The Kaabis were Shi’ites, living in a mixed neighbourhood, but family members said they believed the killing had political rather than sectarian motives. “It was an intentional, premeditated act of political terror,” said Abdullah al-Kaabi, 52, Hussein’s cousin. “The people who did this are trying to make people fearful of working for their candidates, or scared to vote.”
Abdullah said Hussein spent last weekend putting up posters for the Shi’ite party. Qanbar blamed former members of Saddam Hussein’s Ba’ath party for the killings. They have been angered by the recent blacklisting of Sunni candidates because of alleged links to the outlawed party.
Tensions have been rising in recent weeks between Shi’ite and Sunni groups, although they have not yet exploded into the sectarian violence that saw thousands killed in 2006-7.
Many Iraqis had hoped the vote would be an opportunity to move past the old divisions but the slaughter of the Kaabis suggest they are still raw.
Nouri al-Maliki, the prime minister, who is running as head of a secular Shi’ite-led bloc, was already facing Sunni anger after a Shi’ite-led commission barred 440 candidates, mostly Sunnis, from standing because of suspected ties to the Ba’ath party.
Ahmed Chalabi, the former Iraqi deputy prime minister, who is third on the list of candidates for the Shi’ite INA, was a key player in the decision by the justice and accountability commission to bar the candidates, deepening Sunni anger.
Maliki, whose support has been slipping, made the unexpected announcement last week that 20,000 former army officers who were dismissed after the 2003 US invasion would be reinstated. It was a gesture billed as healing resentment among Sunnis, who although a minority, were dominant within the officer class under Saddam.
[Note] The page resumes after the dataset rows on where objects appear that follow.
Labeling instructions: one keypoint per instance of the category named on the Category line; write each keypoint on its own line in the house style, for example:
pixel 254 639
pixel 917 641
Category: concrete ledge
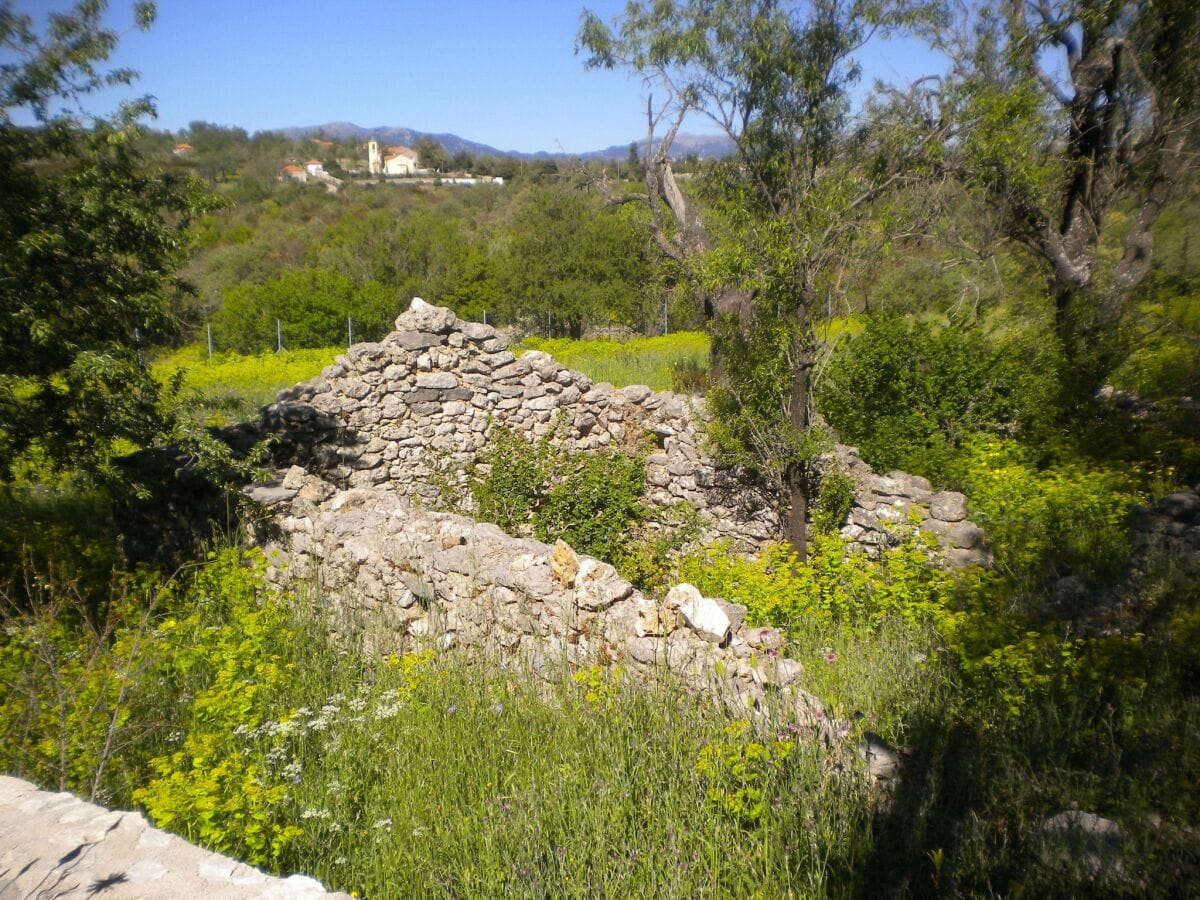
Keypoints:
pixel 57 845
The timing of the announcement raised suspicions that Maliki was currying Sunni votes. His support has waned as his claim to have brought security to Iraq was undermined, not only by the murder of the Kaabi family, but also by a series of spectacular bombings.
Last month suicide bombers mounted co-ordinated attacks just minutes apart on Baghdad hotels that had been expected to house foreign election observers, killing 36 people and injuring 71. Following in the wake of similar attacks in August, October and December, they wrecked what had been a fragile but growing sense of security in Baghdad.
Since last summer, army and interior ministry security forces have assumed sole responsibility for security after the withdrawal of American troops from patrolling Iraqi cities. Officials had already warned that violence would escalate in the run-up to the vote.
Survivors of the blasts blamed hardline Ba’athists, believed to be allied with Al-Qaeda in Mesopotamia, a homegrown terrorist group linked to Osama bin Laden.
Maliki’s government, already under fire for a lack of tangible improvement in basic services, and allegations of corruption, is facing its toughest challenge from the INA, whose main partners are the pro- Iranian Supreme Islamic Iraqi Council and Moqtada al-Sadr, the anti-US cleric whose strength comes from the mostly poor Shi’ite majority.
An unlikely ally of Sadr in the coalition is Chalabi, the controversial politician once favoured by America but who now provokes vitriolic criticism from Washington.
If the INA emerges as the largest group in the 325-seat parliament, that would place Sadr in the role of kingmaker in a position to pick the next prime minister.
The Americans have announced plans to withdraw combat troops by the end of next year, but that process could be delayed if the unrest that has erupted over the election continues.
One signal the violence, however horrific, may be contained was the decision by Saleh al-Mutlak, the best-known Sunni candidate and leader of the National Dialogue Front, to rescind his earlier call to boycott the elections, saying he did not want the Sunnis to lose power in the new government, as they did in 2005 when they stayed away from the polls.